Ranjit, a prolific author, has written more than 20 books on history, business management and personal development. He has a degree in History from Universiti Malaya and a PhD in the subject from KL’s AEU (Asia e University).
He first heard about the Komagata Maru incident and the plight of South Asian immigrants in 1976 while doing research in Universiti Malaya under historian Tan Sri Khoo Kay Kim. The mid-1970s was also when he interviewed some elderly Sikhs – some of whom had personally known Gurdit – who informed him about the incident. Ranjit then wrote a short paper on it. In 2015, he devoted an entire chapter in his PhD thesis to it.
Ranjit points to how the Komagata Maru incident came back into the spotlight in 2016 when current Canadian Prime Minister Justin Trudeau issued a formal apology for the massacre. Ranjit also learnt that the Indian Government is planning to build a memorial for the victims in Budge Budge, and there are plans for a Bollywood movie based on the story. These were signs, the author says, that a book needed to be released.

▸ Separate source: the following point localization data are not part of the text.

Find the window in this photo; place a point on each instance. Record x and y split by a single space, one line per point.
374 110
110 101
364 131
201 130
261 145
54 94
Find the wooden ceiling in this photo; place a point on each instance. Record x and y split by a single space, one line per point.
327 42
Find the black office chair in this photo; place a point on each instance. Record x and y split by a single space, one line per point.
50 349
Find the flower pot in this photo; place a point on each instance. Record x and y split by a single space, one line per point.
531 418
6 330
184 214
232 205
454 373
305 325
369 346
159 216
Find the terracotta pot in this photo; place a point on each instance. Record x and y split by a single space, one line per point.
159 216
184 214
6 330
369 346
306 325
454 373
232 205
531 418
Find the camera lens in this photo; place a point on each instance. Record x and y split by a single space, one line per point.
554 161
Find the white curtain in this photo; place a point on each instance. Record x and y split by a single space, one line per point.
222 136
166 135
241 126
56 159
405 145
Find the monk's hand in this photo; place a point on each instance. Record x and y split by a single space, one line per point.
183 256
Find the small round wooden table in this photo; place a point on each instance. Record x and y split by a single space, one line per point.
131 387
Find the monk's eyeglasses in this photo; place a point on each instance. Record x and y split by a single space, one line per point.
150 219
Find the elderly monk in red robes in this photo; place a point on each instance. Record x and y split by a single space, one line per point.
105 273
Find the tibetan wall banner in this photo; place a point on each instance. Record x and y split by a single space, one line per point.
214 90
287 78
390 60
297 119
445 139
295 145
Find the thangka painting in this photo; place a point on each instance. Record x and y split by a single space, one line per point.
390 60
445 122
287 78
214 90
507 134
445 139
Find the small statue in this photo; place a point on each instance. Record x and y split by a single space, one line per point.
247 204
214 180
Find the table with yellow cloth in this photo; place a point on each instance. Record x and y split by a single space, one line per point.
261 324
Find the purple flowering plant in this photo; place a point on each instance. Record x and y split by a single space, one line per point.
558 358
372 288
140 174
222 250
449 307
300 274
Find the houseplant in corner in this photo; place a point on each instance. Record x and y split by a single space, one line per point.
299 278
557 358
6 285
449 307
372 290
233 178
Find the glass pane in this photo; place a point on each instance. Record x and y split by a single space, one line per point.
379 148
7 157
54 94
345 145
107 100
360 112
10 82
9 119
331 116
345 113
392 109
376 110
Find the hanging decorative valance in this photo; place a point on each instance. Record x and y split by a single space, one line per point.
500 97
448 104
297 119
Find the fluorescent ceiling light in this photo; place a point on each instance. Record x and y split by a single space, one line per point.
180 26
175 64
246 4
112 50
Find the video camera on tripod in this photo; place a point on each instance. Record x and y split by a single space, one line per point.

Ranjit spent nine months on the book, working daily on it. He travelled to the national archives in India and Singapore for research, and managed to gain access to Canadian newspapers (of the period) through archivist Melanie Hardbattle from Simon Fraser University in Canada.
He managed to pick out about 20 factual errors commonly found in current narratives on the Komagata Maru incident and the Ghadar movement.
“For instance, Gurdit Singh, who chartered the ship, was a long-time resident of Serendah (Selangor) during the British Malaya days and not of Singapore or Hong Kong, as incorrectly stated or implied by several leading historians,” says Ranjit.
“Gurdit is an admirable figure whose deeds should be commemorated.”
The Komagata Maru Affair was launched at the Royal Selangor Club in KL in 2018 by High Commissioner of India to Malaysia Shri Mridul Kumar, with Sikh organisation Khalsa Diwan Malaysia president Santokh Singh Randhawa and Khoo in attendance.